Research Project: The Role of Mucosal Surfaces and Microflora in Immunity and Disease Prevention

Location: Harry K. Dupree Stuttgart National Aquaculture Research Cntr

Title: Controlling fungus on channel catfish eggs with peracetic acid

item Straus, David - Dave
item MEINELT, THOMAS - Leibniz Institute Of Freshwater Ecology And Inland Fisheries

Submitted to: International Conference on Recirculating Aquaculture
Publication Type: Abstract Only
Publication Acceptance Date: 4/29/2016
Publication Date: 8/19/2016
Citation: Straus, D.L., Meinelt, T. 2016. Controlling fungus on channel catfish eggs with peracetic acid [abstract]. 11th International Conference on Recirculating Aquaculture, August 19-21, 2016, Roanoke, Virginia. 2p.

Interpretive Summary:

Technical Abstract: There is much interest in the use of peracetic acid (PAA) to treat pathogens in aquaculture.

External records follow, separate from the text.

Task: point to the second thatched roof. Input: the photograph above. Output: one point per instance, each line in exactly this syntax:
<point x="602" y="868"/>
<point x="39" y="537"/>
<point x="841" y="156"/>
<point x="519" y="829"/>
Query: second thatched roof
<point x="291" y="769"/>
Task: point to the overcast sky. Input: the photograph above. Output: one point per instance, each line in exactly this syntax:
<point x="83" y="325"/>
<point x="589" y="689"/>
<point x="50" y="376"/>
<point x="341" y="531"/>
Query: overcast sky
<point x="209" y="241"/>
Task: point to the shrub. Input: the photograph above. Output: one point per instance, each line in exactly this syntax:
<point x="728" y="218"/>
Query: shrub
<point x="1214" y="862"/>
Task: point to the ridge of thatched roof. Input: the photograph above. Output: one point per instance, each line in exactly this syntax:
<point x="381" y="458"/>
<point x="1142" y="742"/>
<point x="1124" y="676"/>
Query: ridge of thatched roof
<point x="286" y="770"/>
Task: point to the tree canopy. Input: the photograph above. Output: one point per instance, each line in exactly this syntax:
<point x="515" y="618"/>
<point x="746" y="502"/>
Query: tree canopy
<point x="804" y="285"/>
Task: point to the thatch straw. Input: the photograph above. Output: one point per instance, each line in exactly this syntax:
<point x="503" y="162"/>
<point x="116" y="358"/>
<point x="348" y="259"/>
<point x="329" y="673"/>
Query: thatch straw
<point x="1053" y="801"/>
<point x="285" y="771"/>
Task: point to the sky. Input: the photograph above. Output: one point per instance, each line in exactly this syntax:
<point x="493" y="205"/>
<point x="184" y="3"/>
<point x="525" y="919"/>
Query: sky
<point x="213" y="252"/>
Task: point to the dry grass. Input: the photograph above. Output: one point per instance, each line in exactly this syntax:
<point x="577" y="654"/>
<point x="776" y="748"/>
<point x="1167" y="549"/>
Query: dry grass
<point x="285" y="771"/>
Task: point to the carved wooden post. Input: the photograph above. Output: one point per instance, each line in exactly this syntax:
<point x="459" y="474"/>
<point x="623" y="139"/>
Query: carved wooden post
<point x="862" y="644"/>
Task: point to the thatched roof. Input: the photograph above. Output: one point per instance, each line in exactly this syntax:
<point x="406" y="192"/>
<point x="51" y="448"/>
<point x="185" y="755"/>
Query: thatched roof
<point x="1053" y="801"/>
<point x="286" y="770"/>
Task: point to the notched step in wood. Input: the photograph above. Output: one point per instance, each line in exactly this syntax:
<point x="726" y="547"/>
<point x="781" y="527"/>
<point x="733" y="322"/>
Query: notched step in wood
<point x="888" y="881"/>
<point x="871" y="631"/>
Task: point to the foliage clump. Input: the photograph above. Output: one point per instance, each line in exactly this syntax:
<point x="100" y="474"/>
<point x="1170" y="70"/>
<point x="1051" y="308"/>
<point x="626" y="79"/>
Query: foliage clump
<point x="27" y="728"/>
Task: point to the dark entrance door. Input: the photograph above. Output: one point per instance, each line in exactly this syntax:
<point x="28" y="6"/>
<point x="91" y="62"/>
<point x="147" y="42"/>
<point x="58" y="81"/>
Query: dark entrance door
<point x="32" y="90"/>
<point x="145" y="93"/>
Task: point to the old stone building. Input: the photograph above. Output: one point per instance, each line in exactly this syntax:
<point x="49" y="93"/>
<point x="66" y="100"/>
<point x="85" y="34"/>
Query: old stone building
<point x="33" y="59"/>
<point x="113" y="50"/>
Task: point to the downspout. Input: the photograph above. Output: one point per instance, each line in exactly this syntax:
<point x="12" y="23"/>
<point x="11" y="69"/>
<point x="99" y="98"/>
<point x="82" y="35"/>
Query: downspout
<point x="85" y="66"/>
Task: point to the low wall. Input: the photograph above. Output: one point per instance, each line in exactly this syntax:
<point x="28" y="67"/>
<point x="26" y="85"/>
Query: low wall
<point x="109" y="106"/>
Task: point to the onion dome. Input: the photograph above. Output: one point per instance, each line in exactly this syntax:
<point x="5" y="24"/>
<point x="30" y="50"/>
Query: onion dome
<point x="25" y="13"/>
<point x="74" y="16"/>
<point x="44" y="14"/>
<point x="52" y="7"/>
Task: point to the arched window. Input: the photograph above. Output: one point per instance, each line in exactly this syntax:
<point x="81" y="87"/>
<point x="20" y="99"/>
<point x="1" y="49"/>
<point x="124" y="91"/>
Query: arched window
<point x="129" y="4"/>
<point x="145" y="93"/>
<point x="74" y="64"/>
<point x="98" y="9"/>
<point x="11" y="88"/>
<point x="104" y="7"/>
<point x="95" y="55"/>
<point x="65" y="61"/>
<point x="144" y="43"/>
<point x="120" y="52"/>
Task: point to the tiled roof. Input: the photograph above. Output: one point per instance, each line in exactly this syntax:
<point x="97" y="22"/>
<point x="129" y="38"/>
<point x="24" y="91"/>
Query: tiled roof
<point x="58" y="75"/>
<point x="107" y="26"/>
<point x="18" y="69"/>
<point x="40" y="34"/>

It is a relatively new compound and is approved for use in Europe, but not in the United States. This study determined the effectiveness of PAA for fungus control on channel catfish Ictalurus punctatus eggs. The study consisted of five PAA concentrations (2.5, 5, 10, 15 and 20 mg/L) and an untreated control in a flow-through system. A single spawn was used for each replication (N=4). Eggs were treated twice daily until the embryos developed eyes. When hatching was complete for all viable eggs, fry were counted to determine the percent survival in each treatment. Fungal growth was severe in the untreated controls resulting in 11% survival. Treatments of 2.5, 5 and 10 mg/L PAA were significantly different from the controls (P < 0.05). The highest percent survival of hatched fry, was 5 mg/L PAA administered twice daily; the 2.5 mg/L PAA treatment had slightly less survival, but gives a higher margin of safety in case of treatment error. Very little fungus was present in treatments receiving 2.5 mg/L PAA or higher, and concentrations of 15 and 20 mg/L PAA were toxic to the eggs. The mean survival in the 0, 2.5, 5, 10, 15 and 20 mg/L PAA treatments were 11, 60, 63, 62, 32 and 0%, respectively. Therefore, PAA may be a novel compound which merits further investigations regarding its use in U.S. aquaculture.